Over the years the indemnity clauses have emboldened certain characters to abuse their offices and profit themselves
Jerry Rawlings calls for review of Ghana's constitution
Jerry Rawlings, former Ghana’s President, attends a special African Union meeting on Sudan, on January 31, 2011 in Addis Ababa. African Union leaders sought a peaceful solution to crises in Ivory Coast and other continental hotspots Sunday even as they designated a new chairman notorious for his brutal seizure of power. AFP PHOTO/Tony KARUMBA (Photo by TONY KARUMBA / AFP)

Former Ghanaian President, Jerry Rawlings is calling for an urgent review of the country’s 1992 constitution that ushered in the Fourth Republic.

Speaking to members of the opposition National Democratic Congress in Accra on Tuesday to mark the 40th anniversary of the June 4 Revolution, Rawlings observed that there are many clauses in the constitution that no longer serve the interest of the people of Ghana.

“There is an unqualified need to reform or rewrite our current constitution after 27 years of its endorsement,” Rawlings told the gathering. 

Rawlings had supervised the promulgation of the document in 1992 to herald Ghana’s return to multiparty democracy. It was approved in April 1992 through a national referendum after 92% support.

“Over the years the indemnity clauses have emboldened certain characters to abuse their offices and profit themselves,” the former President said. “It is quite evident that a lot of our people are losing confidence in our constitutional mandate.” 

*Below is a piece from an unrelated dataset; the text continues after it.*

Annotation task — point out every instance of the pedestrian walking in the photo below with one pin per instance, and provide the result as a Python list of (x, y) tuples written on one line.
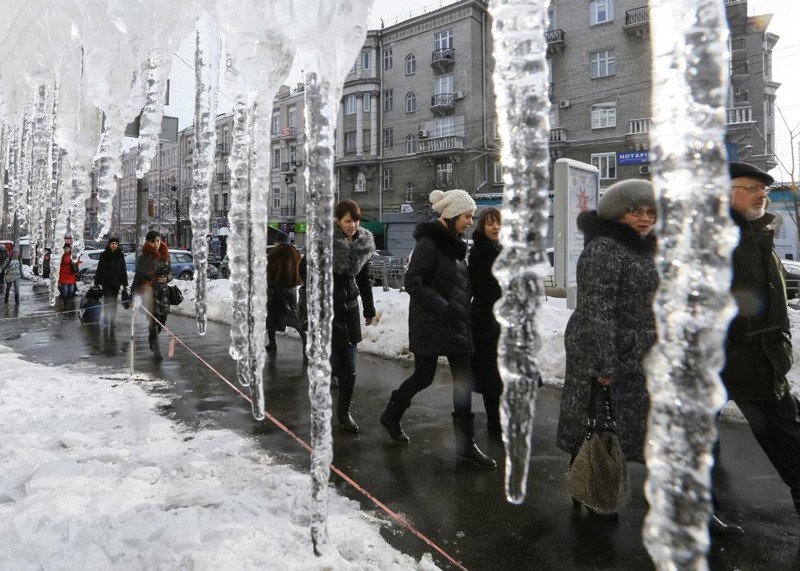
[(353, 247), (11, 276), (153, 273), (67, 275), (613, 326), (437, 281), (485, 328), (283, 279), (111, 274), (758, 347)]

“The constitution of the Fourth Republic was created by us, for us and to serve us, and in light of the 25 years (sic), there is an unqualified need to reform or rewrite our current constitution,” he told the party faithful while using the opportunity to send a message to the nation.

The former President proposed the urgent establishment of a constituent assembly with powers to re-write the constitution.

“Their job would involve reviewing all the constitutional clauses especially the problematic ones, like the transitional provisions, indemnity clause, amongst others. This will ensure that everyone is equal before the law, encouraging transparency, accountability and responsible governance,” Rawlings explained.

The former Ghanaian president also took a dig at some leaders in South Africa for failing to educate their citizens on the contribution of African governments to the end of apartheid thereby resulting in xenophobic attacks against fellow Africans. 

“I would like to use this opportunity to remind our brothers in South Africa of the role we have all played in the past to bring about the change in that great country. Just as we were contributing to their liberation, the apartheid regime was also financing treacherous black Africans in our countries.” Rawlings reminded new leaders in the rainbow nation. 

“The time has come for them to enhance the security of those who supported and stood by them in their struggle, by exposing the traitors who worked with Apartheid South Africa. These traitors ought to be exposed as they continue to treacherously parade themselves as patriots.”

The NDC was Ghana’s former ruling party founded by Jerry Rawlings in 1992.